A government of our peers

The foundation of American democracy is the belief that, when a government is not working, citizens have the right to change their government. The time has come to consider such a change. My proposal would require a constitutional convention whose decisions would have to be ratified by the various states, but I think approval will happen, given the problems with our current system of choosing leaders.

I propose that we choose our President and members of Congress in the same way we choose our juries, providing a government of our peers rather than a government of expert politicians.
The best leaders are those who do not seek power. In ancient Athens, governing officials were selected by lot for one-year terms. In the early Christian Church, new leaders were selected by those already in office—often the best of them declined their nomination, since they did not feel qualified to lead. They just wanted to learn more about Jesus. They were forced into office against their will, and they proved to be qualified all the same.

Imagine that in each Congressional district of the United States, the names of all registered voters are placed into a pool, and twelve names are randomly selected. A board of attorneys (consisting of Republicans, Democrats, and Independents) reviews the twelve citizens, researching their lives and removing the names of those who are not qualified for a place in Congress, but leaving a list of five nominees for the position (even if a further drawing of names is needed after the first twelve are exhausted).

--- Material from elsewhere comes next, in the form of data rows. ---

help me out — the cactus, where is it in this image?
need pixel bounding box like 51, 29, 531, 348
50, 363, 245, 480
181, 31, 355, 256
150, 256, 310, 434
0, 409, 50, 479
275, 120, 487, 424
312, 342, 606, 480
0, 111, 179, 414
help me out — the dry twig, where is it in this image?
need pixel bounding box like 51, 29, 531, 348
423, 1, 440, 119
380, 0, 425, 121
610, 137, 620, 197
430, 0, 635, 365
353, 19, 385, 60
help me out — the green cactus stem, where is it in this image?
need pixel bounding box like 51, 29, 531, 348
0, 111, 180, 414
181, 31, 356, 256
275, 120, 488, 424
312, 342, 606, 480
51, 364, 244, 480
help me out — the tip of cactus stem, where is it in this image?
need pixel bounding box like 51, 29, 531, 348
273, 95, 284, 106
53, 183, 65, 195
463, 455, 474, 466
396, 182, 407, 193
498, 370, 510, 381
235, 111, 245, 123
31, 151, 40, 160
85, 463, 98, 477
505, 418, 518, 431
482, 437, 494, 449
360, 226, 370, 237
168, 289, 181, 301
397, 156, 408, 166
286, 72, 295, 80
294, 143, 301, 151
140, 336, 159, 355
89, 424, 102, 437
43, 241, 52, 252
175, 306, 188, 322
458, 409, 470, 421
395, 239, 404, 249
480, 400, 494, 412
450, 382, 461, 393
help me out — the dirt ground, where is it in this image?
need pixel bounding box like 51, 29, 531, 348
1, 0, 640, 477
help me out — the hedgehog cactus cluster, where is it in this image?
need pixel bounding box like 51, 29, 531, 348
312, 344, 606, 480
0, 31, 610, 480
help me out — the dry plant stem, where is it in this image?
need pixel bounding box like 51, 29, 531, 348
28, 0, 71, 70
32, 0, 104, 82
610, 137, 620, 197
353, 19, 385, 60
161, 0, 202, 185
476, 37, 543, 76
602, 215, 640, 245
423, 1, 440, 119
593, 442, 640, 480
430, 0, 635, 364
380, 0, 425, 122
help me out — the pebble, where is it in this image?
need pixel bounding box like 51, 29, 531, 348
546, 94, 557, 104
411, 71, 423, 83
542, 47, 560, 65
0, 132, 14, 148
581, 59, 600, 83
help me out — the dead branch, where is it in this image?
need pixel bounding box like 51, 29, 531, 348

During the summer, information on the five candidates is sent to all voters at public expense. They debate one another in public, but privately funded campaigning is discouraged. On the first Tuesday after the first Monday in November, voters choose from among the five. If none of them receives more than half the votes, the two who received the most votes are placed on a second ballot which is presented to voters on the third or fourth Tuesday of November.

The members of Congress would meet in Washington as is done now. They would be guaranteed the right to return to their former jobs after their time in office has ended, just as jurors and reserve military personnel are guaranteed now. A provision could be made for incumbent Representatives to be reelected if the voters so choose, although they would not run unopposed. Once the system proves itself in the House of Representatives, we will begin selecting Senators in the same way. Eventually, the President of the United States will also be chosen in this manner.

The writers of the Constitution did not trust voters to make good decisions about their leaders. The Constitution allowed voters to select Representatives, but it had state governments choose Senators. (An amendment to the Constitution changed that in 1913.) The Constitution still does not allow voters to choose a President, but only to choose electors who will choose a President. (Electors promise in advance who they will choose, so voters have confidence that they are choosing their President.) The Constitution says nothing about political parties, because the writers of the Constitution were opposed to the idea of political parties. For most of American history, party conventions chose candidates for office with little participation from the average voter. Often candidates were chosen by compromise in “smoke-filled rooms.” When Hubert Humphrey was nominated by the Democrats in 1968 without having won a single caucus or primary election, both major parties changed their rules to hold caucuses or primary elections in each of the fifty states. Both parties still seat additional delegates not chosen by the voters, and these so-called “super delegates” can still swing a nomination away from the choice of the voters.

Perhaps this idea should be tested in several states before a constitutional convention meets to propose this change for the entire nation. If four or five states selected their legislators and state-wide officials in the same way that juries are selected, we would see whether or not this idea works. The final change would be many years away, but the pain of this year’s presidential election might be remembered long enough to fuel a drive toward this change.

Our form of government is designed to change, responsive to the will of the people. Changes have succeeded in the past, so changes can succeed in the near future. Surely we can do better than we are doing this year. J.